I was obsessed with The Birthday Party in the late eighties. If only I could have applied that kind of focus and energy to anything else in the last thirty years.
I’m not entirely sure my childhood was as Gothic as it now seems; no one will ever know. It may have been more so. The family home was dark and cold in every sense. My parents fought constantly, as did my sisters, and I locked myself in my room with The Birthday Party. Their sound reflected the chaos and conflict surrounding me, at the same time as it offered a bohemian alternative to the stifling grimness.
I got into punk music when I was about thirteen. I particularly liked British punk. The Birthday Party pushed my taste, and I liked the fact that their music was artier than that of their bolshie British cousins. That they came from Melbourne was very exciting for me. I had grown up looking across vast oceans for cultural inspiration, so to find such innovative music made not so not far from my suburban home was a revelation. I would think, travelling through Melbourne on a rattling old W-class tram, Maybe in the late seventies Nick or Rowland or Tracy was on this tram, the exact same tram. The Birthday Party gave me a sense of hope that I might be able to participate in culture, and that being at the arse-end of the world wasn’t an artistic death sentence. My obsession with The Birthday Party would propel me to art school and the rest of my life.
I look back to that time knowing that I was about to be immersed in Melbourne’s dynamic art and music scenes, but from my bedroom in the suburbs it seemed as though everything had already been done. And this was before I encountered postmodern theory or was entrenched in the cultural malaise of Gen X. I’d first noticed punks in the streets of Melbourne in the early eighties, and at the age of eight had decided that when I grew up I would be a punk.
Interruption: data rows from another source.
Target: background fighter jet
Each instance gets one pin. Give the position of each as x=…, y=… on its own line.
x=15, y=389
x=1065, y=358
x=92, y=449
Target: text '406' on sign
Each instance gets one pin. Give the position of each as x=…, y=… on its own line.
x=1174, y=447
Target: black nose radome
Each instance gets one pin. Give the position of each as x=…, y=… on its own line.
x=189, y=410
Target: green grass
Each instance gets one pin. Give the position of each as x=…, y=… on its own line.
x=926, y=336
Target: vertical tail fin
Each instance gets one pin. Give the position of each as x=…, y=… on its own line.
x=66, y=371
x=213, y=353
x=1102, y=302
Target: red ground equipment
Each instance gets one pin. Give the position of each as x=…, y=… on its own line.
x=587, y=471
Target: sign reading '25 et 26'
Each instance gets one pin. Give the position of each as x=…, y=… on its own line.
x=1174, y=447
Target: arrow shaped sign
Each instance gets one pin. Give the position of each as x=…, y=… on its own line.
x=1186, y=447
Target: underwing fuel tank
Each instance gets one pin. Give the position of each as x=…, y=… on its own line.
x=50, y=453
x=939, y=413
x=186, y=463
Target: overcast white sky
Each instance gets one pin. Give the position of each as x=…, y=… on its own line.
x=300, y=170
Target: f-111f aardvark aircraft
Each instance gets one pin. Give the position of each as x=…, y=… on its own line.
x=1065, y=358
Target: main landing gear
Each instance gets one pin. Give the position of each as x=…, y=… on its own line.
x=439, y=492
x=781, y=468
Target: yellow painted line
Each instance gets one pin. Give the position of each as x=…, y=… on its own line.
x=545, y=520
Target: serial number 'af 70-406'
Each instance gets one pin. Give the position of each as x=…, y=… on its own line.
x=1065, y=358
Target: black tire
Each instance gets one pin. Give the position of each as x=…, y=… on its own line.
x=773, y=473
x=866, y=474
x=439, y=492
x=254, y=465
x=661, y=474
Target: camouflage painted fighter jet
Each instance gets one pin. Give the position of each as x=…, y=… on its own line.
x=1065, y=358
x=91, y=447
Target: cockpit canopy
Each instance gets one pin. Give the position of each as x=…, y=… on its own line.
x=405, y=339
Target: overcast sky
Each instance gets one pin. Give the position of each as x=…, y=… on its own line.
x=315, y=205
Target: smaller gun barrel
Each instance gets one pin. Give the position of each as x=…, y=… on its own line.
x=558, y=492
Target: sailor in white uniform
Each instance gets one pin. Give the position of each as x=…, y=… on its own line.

By the time I was listening to punk music as a teenager, I knew that punk’s moment had passed and I was not at all tempted to adopt its tropes.
But once I became obsessed with The Birthday Party, my punk envy evolved into frustration that I never got to see them play at The Crystal Ballroom. The scene around that enchantingly named venue in the faded beach town of St Kilda was already legendary. I’d missed them by less than ten years, but at sixteen this was a lifetime – and no matter how you look at it, I couldn’t have been there aged eight.
I yearned for time travel. The tyranny of distance became a tyranny of time. I was soaked in melancholy, obsessing about a past that was geographically close but entirely lost to me. Although I was on the edge of adulthood and a hopeful future, I was absolutely preoccupied by a past I had missed. It felt like a great injustice that I never saw The Birthday Party play live.